Irish Heraldic Authority



The Genealogical Office is the successor to the Office of Ulster King of Arms which, as noted above, was created in 1552 with full jurisdiction over arms in Ireland. Ulster retained this power for almost four centuries until 1943, when the title was transferred to the College of Arms in London and the office of Chief Herald of Ireland was created to continue to fulfill the functions of Ulster in independent Ireland. The new name given to the Office of the Chief Herald, "The Genealogical Office" was somewhat inaccurate, since its primary concern continues to be heraldic rather than genealogical.
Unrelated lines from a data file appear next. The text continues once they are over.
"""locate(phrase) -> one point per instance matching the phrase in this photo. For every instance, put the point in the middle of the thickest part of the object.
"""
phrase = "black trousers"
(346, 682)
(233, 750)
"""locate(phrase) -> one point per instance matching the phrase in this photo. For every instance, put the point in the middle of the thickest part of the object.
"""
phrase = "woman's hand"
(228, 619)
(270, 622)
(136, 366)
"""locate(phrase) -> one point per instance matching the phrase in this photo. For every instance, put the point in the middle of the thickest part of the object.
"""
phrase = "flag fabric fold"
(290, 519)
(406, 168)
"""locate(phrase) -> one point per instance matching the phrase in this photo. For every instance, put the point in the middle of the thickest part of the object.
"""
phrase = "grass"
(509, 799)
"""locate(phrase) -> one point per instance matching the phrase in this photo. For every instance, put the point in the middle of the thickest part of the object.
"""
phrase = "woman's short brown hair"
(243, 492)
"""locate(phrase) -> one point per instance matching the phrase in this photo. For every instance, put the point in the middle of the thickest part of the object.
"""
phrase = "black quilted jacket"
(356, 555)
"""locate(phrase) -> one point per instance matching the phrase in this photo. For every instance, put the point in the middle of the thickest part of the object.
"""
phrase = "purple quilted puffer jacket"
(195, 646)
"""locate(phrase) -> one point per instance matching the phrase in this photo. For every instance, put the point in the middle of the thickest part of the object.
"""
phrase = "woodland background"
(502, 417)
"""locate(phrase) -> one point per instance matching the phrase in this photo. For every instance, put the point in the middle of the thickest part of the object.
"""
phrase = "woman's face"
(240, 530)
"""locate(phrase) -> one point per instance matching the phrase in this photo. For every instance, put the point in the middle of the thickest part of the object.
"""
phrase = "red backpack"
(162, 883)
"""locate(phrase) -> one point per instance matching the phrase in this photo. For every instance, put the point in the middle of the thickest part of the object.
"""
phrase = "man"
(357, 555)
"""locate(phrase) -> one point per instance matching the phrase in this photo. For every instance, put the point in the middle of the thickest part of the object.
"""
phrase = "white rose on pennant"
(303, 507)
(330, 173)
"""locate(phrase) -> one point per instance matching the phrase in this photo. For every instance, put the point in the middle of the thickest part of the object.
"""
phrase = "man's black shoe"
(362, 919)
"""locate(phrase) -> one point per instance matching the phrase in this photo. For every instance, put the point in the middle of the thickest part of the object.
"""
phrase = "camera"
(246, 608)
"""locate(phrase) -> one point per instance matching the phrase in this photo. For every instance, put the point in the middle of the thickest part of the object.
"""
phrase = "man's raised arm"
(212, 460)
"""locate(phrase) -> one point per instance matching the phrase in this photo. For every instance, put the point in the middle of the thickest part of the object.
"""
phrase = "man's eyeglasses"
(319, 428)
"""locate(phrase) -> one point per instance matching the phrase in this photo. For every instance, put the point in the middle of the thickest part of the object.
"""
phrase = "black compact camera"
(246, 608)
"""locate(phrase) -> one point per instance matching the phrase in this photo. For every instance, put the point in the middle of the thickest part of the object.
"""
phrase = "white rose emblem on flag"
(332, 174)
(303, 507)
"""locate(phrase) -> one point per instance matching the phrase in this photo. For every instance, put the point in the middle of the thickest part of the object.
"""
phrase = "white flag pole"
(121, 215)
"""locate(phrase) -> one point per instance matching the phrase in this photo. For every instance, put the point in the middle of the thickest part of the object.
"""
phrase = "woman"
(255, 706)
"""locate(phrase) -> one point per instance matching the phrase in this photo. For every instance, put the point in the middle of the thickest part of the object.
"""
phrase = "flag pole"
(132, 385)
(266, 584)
Over the first 150 years of its existence, the Office was almost exclusively concerned with Anglo-Irish heraldry, recording, registering and legitimising the practice of arms that had grown up. From the start of the eighteenth century Ulster began to acquire other duties, as an officer of the crown intimately linked to the government. These duties were largely ceremonial, deciding and arranging precedence on state occasions, as well as introducing new peers to the Irish House of Lords and recording peerage successions. When the chivalric Order of St. Patrick was introduced in 1783 as an Irish equivalent of such long-established English institutions as the Order of the Garter Ulster became its registrar, responsible for administering its affairs. He also continued to have responsibility for the ceremonial aspects of state occasions at the court of the English Viceroy. The heraldic and ceremonial duties of Ulster continued down to the twentieth century.
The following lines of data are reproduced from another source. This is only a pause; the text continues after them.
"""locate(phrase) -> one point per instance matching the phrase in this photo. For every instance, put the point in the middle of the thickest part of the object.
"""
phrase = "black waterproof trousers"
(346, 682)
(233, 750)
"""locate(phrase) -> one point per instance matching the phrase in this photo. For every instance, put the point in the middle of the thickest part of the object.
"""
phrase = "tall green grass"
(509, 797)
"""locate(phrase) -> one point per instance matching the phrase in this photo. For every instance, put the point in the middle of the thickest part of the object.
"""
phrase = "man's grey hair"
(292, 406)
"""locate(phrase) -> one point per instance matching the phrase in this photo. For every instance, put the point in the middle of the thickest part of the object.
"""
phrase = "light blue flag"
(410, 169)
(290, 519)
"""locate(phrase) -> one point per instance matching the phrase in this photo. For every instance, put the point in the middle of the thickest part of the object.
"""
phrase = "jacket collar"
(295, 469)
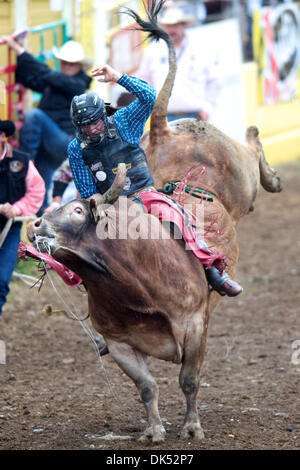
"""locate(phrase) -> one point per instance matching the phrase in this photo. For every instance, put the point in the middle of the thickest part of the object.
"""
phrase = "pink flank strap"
(70, 278)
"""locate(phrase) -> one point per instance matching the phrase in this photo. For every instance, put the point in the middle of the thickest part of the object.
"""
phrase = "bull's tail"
(150, 26)
(268, 179)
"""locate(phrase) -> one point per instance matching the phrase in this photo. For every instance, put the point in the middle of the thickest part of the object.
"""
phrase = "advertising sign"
(276, 49)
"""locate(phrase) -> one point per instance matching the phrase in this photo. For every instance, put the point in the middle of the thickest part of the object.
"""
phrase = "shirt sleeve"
(131, 120)
(35, 192)
(82, 178)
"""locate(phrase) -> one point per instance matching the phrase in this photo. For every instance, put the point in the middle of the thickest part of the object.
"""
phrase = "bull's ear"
(93, 208)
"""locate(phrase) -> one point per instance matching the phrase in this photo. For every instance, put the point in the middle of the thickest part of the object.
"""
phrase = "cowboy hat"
(7, 127)
(174, 15)
(72, 51)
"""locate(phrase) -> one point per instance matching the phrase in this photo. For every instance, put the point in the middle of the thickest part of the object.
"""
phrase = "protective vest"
(13, 172)
(103, 158)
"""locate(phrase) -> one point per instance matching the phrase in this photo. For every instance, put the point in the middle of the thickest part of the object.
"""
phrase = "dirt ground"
(56, 394)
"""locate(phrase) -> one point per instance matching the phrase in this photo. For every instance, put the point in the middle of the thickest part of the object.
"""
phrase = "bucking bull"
(150, 296)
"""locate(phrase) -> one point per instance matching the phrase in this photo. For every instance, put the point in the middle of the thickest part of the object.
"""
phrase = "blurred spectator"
(196, 82)
(47, 130)
(22, 191)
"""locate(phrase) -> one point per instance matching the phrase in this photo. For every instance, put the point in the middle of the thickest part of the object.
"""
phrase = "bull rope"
(25, 278)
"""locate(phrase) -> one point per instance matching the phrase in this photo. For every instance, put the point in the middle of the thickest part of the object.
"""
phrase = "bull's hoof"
(193, 431)
(156, 434)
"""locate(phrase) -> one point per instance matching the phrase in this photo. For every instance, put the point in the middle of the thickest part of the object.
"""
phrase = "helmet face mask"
(89, 117)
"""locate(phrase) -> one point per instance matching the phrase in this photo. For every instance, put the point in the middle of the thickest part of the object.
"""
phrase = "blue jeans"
(46, 144)
(8, 260)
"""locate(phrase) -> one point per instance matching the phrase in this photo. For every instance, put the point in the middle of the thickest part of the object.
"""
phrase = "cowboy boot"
(222, 283)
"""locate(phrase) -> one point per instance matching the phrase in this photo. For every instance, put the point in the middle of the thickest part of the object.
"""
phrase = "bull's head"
(68, 233)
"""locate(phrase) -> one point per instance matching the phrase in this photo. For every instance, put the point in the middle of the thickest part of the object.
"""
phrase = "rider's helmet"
(89, 117)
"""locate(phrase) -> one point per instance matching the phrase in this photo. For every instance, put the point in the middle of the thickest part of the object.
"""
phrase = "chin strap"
(70, 278)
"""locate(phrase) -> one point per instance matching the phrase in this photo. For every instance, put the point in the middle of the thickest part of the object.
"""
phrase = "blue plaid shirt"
(130, 122)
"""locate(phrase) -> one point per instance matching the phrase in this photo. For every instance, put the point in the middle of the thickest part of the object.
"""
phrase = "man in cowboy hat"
(22, 191)
(47, 130)
(196, 81)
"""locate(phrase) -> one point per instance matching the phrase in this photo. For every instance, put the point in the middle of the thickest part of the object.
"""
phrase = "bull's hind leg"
(194, 352)
(132, 362)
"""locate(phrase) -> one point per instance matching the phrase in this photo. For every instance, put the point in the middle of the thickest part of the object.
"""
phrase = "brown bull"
(147, 297)
(150, 297)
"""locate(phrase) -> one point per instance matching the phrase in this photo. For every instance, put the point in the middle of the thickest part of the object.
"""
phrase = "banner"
(276, 47)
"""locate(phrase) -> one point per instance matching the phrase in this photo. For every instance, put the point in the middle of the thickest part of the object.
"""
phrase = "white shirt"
(197, 78)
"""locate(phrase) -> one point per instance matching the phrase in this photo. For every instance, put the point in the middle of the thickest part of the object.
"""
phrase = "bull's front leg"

Today the Office of the Chief Herald remains principally concerned with the granting of arms to individuals and corporate bodies, the ceremonial aspect having lapsed with the establishment of the Republic of Ireland. One aspect of the Office's work today is perhaps connected to this, however. This is the practice of recognising Chiefs of the Name, instituted in the 1940s by Dr. Edward MacLysaght, the first Chief Herald. The aim was simply to acknowledge the descendants of the leading Gaelic Irish families, and this was done by uncovering the senior descendants in the male line of the last Chief of the Name duly inaugurated as such under the old Gaelic laws. The practice is a courtesy only; under Irish law no native hereditary titles are recognised, and no new titles can be created.